Êtes-vous folles ? Pinte, la meilleure tête de la troupe, celle qui pond
les plus gros neufs, se charge de la réponse : - C’est que nous avons eu bien peur. - Et de quoi ? Est-ce au moins de quelque chose ?
- Oui. - Voyons. - C’est d’une bête des bois qui pouvait nous mettre
en mauvais point. - Allons ! dit le coq, ce n’est rien
apparemment ; restez, je réponds de tout. - Oh ! tenez, cria Pinte, je viens encore de l’apercevoir.
- Vous ? - Oui ; au moins ai-je vu remuer la haie et
trembler les feuilles de chou sous lesquelles il se tient caché. - Taisez-vous, sotte que vous êtes, dit fièrement
Chantecler, comment un goupil, un putois même pourrait-il entrer ici :
la haie n’est-elle pas trop serrée ? Dormez tranquilles ; après
tout, je suis là pour vous défendre. Chantecler dit, et s’en va gratter un fumier qui
semblait l’intéresser vivement. Cependant, les paroles de Pinte lui
revenaient, et sans savoir ce qui lui pendait à l’œi1, il affectait une
tranquillité qu’il n’avait pas. Il monte sur la pointe d’un toit ; là,
un oeil ouvert et l’autre clos, un pied crochu et l’autre droit, il observe
et regarde çà et là par intervalles, jusqu’à ce que, las de veiller et de
chanter, il se laisse involontairement aller au sommeil. Alors il est visité
par un songe étrange : il croit voir un objet qui de la cour s’avance
vers lui, et lui cause un frisson mortel. Cet objet présentait une pelisse rouge
engoulée ou bordée de petites pointes blanches ; il endossait la pelisse
fort étroite d’entrée, et, ce qu’il ne comprenait pas, il la revêtait par le collet,
si bien qu’en y entrant, il allait donner de la tête vers la naissance de la
queue.

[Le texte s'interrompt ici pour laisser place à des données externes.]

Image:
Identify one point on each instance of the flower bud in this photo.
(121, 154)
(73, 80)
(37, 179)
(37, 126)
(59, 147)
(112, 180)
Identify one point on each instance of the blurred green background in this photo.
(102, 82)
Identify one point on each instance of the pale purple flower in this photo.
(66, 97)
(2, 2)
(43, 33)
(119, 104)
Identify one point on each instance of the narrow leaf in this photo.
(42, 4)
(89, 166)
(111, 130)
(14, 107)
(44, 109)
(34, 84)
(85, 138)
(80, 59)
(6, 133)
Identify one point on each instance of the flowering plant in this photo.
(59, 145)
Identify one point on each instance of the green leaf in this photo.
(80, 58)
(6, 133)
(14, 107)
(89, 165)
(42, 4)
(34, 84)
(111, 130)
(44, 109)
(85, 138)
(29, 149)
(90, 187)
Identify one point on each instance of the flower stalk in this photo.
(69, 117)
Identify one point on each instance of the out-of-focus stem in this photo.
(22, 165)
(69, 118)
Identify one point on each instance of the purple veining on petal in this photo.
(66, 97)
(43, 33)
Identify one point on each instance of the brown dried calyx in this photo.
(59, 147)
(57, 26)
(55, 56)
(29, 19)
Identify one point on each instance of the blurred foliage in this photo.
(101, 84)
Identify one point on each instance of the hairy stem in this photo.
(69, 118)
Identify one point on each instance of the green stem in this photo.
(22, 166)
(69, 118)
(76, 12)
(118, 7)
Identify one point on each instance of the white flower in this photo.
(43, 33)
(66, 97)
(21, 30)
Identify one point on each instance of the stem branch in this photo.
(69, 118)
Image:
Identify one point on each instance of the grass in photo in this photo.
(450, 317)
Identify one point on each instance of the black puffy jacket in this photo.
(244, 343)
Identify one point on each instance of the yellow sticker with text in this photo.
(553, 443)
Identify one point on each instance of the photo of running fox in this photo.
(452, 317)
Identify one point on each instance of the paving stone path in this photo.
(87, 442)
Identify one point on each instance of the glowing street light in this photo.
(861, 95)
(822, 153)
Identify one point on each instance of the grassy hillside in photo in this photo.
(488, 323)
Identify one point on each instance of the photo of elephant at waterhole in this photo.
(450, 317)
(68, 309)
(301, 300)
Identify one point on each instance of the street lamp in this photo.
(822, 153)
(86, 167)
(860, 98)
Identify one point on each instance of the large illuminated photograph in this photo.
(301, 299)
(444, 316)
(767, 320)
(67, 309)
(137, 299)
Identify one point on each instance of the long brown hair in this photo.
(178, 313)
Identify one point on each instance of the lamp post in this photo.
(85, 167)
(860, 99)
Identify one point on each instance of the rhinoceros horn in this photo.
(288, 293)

D’ailleurs, la pelisse avait la fourrure en dehors, ce qui était tout
à fait contre l’usage des pelisses . Chantecler épouvanté tressaille et se réveille - Saint-Esprit ! dit-il en se signant, défends
mon corps de mort et de prison ! Il saute en bas du toit et va rejoindre les poules
dispersées sous les buissons de la haie. Il demande Pinte, elle arrive. - Ma chère Pinte, je te l’avoue, je suis inquiet à
mon tour. - Vous voulez vous railler de nous apparemment,
répond la geline ; vous êtes comme le chien qui crie avant que la pierre
ne le touche. Voyons, que vous est-il arrivé ? - Je viens de faire un songe étrange, et vous allez
m’en dire votre avis. J’ai cru voir arriver à moi je ne sais quelle chose
portant une pelisse rousse, bien taillée, sans trace de ciseaux. J’étais contraint de m’en affubler ; la bordure
avait la blancheur et la dureté de l’ivoire ; la fourrure était en
dehors, on me la passait en sens contraire, et comme j’essayais de m’en
débarrasser, je tressaillis et me réveillai. Dites-moi, vous qui êtes sage,
ce qu’il faut penser de tout cela. - Eh bien ! tout cela, dit sérieusement Pinte,
n’est que songe, et tout songe, dit-on, est mensonge. Cependant je crois
deviner ce que le vôtre peut annoncer. L’objet porteur d’une rousse pelisse n’est
autre que le goupil, qui voudra vous en affubler. Dans la bordure semblable à
des grains d’ivoire, je reconnais les dents blanches dont vous sentirez la
solidité. L’encolure si étroite de la pelisse, c’est le gosier de la méchante
bête ; par elle passerez-vous et pourrez-vous de votre tête toucher la
queue dont la fourrure sera en dehors. Voilà le sens de votre songe ; et
tout cela pourra bien vous arriver avant midi. N’attendez donc pas,
croyez-moi ; lâchons tous le pied, car, je vous le répète, il est là, là
dans ce buisson, épiant le moment de vous happer. Mais Chantecler, entièrement réveillé, avait repris
sa première confiance. - Pinte, ma mie, dit-il, voilà de vos terreurs, et
votre faiblesse ordinaire. Comment pouvez-vous supposer que moi, je me laisse
prendre par une bête cachée dans votre parc ! Vous êtes folle en vérité,
et bien fou celui qui s’épouvante d’un rêve. - Il en sera donc, dit Pinte, ce que Dieu voudra :
mais que je n’aie plus la moindre part à vos bonnes grâces, si le songe que
vous m’avez raconté demande une autre explication. - Allons, allons, ma toute belle, dit Chantecler en
se rengorgeant, assez de caquet comme cela. Et de retourner au tas qu’il se
plaisait à grattiller. Peu de temps après, le sommeil lui avait de nouveau
fermé les yeux. Or Renart n’avait rien perdu de l’entretien de
Chantecler et de Pinte. Il avait vu avec satisfaction la confiance du coq, et
quand il le crut bien rendormi, il fit un mouvement, mit doucement un pas
devant l’autre, puis s’élança pour le happer d’un seul bond. Mais si
doucement ne put-il avancer que Chantecler ne le devinât, et n’eût le temps
de faire un saut et d’éviter l’atteinte, en volant de l’autre côté du fumier.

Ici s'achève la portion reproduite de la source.